Parchment Docs
Barrelman

Importing data

Download an OSM region and build the Barrelman search indexes.

Barrelman's import pipeline downloads an OSM PBF extract from Geofabrik, loads it into PostGIS via osm2pgsql, and builds the search indexes needed for full-text, fuzzy, and spatial queries.

All import tools (osm2pgsql, scripts, Lua styles) are baked into the barrelman-db image — nothing needs to be installed on the host.


1. Download a PBF extract

Copy an OSM PBF file into the barrelman_barrelman-osm-data Docker volume. The easiest way is to download directly inside the running container:

# North Carolina (~400 MB)
docker exec barrelman-db bash -c '
  wget -O /data/region.osm.pbf \
    https://download.geofabrik.de/north-america/us/north-carolina-latest.osm.pbf
'

Other region examples:

# Germany
https://download.geofabrik.de/europe/germany-latest.osm.pbf

# France
https://download.geofabrik.de/europe/france-latest.osm.pbf

# Full United States
https://download.geofabrik.de/north-america/us-latest.osm.pbf

Find all regions at download.geofabrik.de.


2. Run the import

Execute the import script inside the barrelman-db container. Use -d to detach so it survives SSH disconnects:

docker exec -d barrelman-db bash -c '
  osm2pgsql \
    --create --slim \
    --output=flex \
    --style=/app/import/osm2pgsql-flex.lua \
    -d "$DATABASE_URL" \
    /data/region.osm.pbf \
  && psql "$DATABASE_URL" -f /app/import/post-import.sql \
  && echo IMPORT_COMPLETE \
  || echo IMPORT_FAILED
' > /tmp/import.log 2>&1

Monitor progress:

# Watch the log
tail -f /tmp/import.log

# Check row count once the import commits
docker exec barrelman-db psql -U barrelman -d barrelman \
  -c "SELECT count(*) FROM geo_places;"

Import time depends on region size. A US state (~400 MB PBF) takes roughly 20–40 minutes.

Avoid --flat-nodes unless importing a full planet extract. For regional files it creates a ~31 GB sparse file unnecessarily.


3. Generate embeddings (optional)

Semantic search uses Ollama vector embeddings. All other search layers (full-text, fuzzy, abbreviation) work without this step.
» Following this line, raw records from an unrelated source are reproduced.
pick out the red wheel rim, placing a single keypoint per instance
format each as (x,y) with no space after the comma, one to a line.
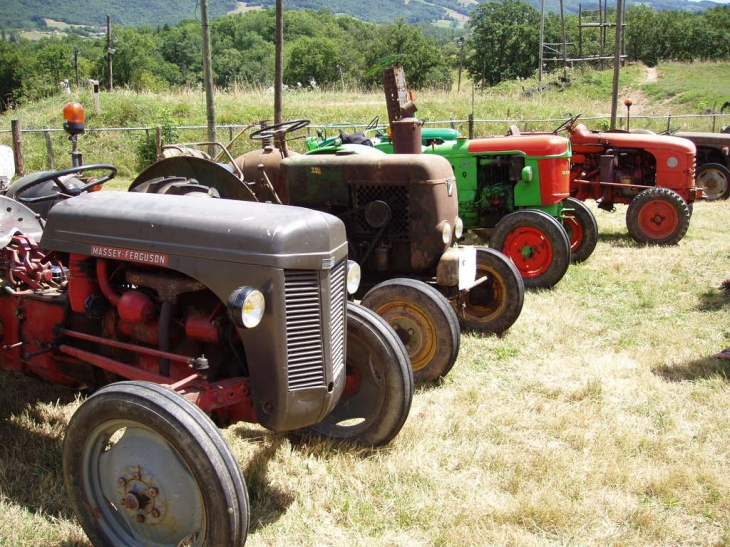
(658,219)
(575,232)
(530,251)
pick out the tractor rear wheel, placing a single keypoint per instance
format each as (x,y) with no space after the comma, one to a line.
(379,385)
(495,304)
(658,216)
(423,320)
(714,179)
(536,243)
(145,466)
(580,224)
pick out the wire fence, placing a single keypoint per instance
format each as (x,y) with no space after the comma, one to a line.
(471,127)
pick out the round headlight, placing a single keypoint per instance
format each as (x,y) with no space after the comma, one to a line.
(445,232)
(246,307)
(458,228)
(353,276)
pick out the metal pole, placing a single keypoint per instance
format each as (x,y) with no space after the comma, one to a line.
(460,41)
(207,73)
(109,52)
(565,52)
(279,61)
(76,67)
(542,39)
(616,62)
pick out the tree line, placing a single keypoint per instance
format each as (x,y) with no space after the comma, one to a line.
(501,41)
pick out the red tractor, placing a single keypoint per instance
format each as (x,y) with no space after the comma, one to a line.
(653,174)
(176,311)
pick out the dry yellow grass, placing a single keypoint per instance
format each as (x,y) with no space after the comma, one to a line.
(600,418)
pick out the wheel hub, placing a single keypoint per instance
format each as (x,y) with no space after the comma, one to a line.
(139,495)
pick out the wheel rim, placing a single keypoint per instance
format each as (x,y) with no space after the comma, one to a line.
(530,250)
(575,232)
(415,329)
(142,488)
(658,219)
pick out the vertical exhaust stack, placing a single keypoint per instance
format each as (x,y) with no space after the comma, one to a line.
(405,129)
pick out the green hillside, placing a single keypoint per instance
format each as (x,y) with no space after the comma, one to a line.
(25,14)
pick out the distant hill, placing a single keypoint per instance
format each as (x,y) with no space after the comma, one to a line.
(16,14)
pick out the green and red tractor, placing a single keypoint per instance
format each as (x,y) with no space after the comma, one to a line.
(513,190)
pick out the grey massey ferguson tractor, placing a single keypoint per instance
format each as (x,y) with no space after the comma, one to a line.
(182,315)
(401,217)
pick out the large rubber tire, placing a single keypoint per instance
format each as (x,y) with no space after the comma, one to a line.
(379,386)
(658,216)
(580,224)
(424,321)
(536,243)
(714,179)
(494,305)
(144,466)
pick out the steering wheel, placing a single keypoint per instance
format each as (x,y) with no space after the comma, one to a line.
(65,189)
(567,124)
(279,128)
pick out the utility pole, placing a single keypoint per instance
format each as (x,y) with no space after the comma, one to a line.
(207,72)
(76,66)
(109,52)
(279,61)
(617,60)
(542,39)
(460,41)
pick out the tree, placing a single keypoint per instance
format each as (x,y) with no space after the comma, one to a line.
(312,59)
(422,60)
(505,42)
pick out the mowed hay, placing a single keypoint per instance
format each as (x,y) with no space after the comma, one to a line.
(599,418)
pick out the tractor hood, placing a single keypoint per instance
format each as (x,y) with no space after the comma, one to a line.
(164,230)
(621,139)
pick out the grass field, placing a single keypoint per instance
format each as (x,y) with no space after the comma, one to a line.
(600,418)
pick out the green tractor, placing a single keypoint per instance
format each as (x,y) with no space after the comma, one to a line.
(513,190)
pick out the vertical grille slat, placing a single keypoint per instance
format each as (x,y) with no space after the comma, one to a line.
(339,295)
(309,345)
(304,330)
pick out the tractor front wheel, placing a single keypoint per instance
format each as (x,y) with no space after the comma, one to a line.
(378,386)
(714,179)
(495,303)
(536,243)
(145,466)
(580,224)
(658,216)
(423,320)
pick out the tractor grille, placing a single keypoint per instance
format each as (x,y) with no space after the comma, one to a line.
(306,339)
(397,199)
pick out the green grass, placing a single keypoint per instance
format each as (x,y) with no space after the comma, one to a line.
(589,93)
(599,418)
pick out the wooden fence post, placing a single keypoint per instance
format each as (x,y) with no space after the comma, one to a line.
(49,149)
(17,147)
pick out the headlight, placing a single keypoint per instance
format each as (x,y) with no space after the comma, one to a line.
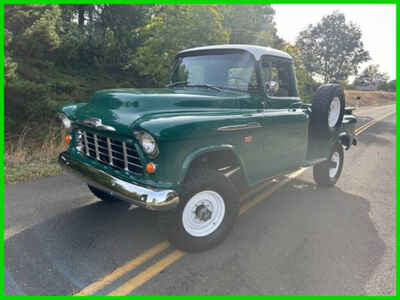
(147,142)
(65,120)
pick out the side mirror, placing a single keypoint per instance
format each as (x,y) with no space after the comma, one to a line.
(271,87)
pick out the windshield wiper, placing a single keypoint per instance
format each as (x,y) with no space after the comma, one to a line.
(185,84)
(172,84)
(209,86)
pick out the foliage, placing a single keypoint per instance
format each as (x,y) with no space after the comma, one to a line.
(306,85)
(332,49)
(389,86)
(371,76)
(171,29)
(259,29)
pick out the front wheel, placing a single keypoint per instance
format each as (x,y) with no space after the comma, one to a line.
(206,212)
(328,172)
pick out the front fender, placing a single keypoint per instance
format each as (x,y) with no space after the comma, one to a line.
(201,151)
# From the cloned repo (local dev only)
bun run import:embed

Embedding generation requires Ollama with nomic-embed-text pulled. Set OLLAMA_HOST in .env to point at your Ollama instance. Barrelman silently skips the semantic layer when Ollama is unreachable.


Import pipeline details

The import runs these steps in sequence:

StepToolDescription
1osm2pgsqlImports all OSM nodes/ways/relations via flex Lua style into geo_places
2post-import.sqlExtracts structured address/contact fields, builds GiST + GIN indexes, computes area_m2
3generate-abbreviations.tsPre-computes name_abbrev for autocomplete (e.g. UNCC → UNC Charlotte)
4tsvector rebuildRebuilds full-text search vectors to include abbreviations

After import, the geo_places table contains all importable OSM objects with:

ColumnDescription
centroidPoint geometry for distance queries and spatial indexing
geomFull geometry (polygon/linestring/point) for containment queries
tagsRaw OSM tag dictionary (JSONB)
categoriesArray of id-tagging-schema category IDs
addressStructured address extracted from addr:* tags
area_m2Geographic area in square metres (for administrative areas)
tsPre-computed tsvector for full-text search
embeddingVector for semantic search (populated by import:embed)

Re-importing

To replace existing data with a fresh PBF:

# Drop and re-import (destructive)
docker exec barrelman-db psql -U barrelman -d barrelman \
  -c "DROP TABLE IF EXISTS geo_places CASCADE;"

# Then re-run step 2 above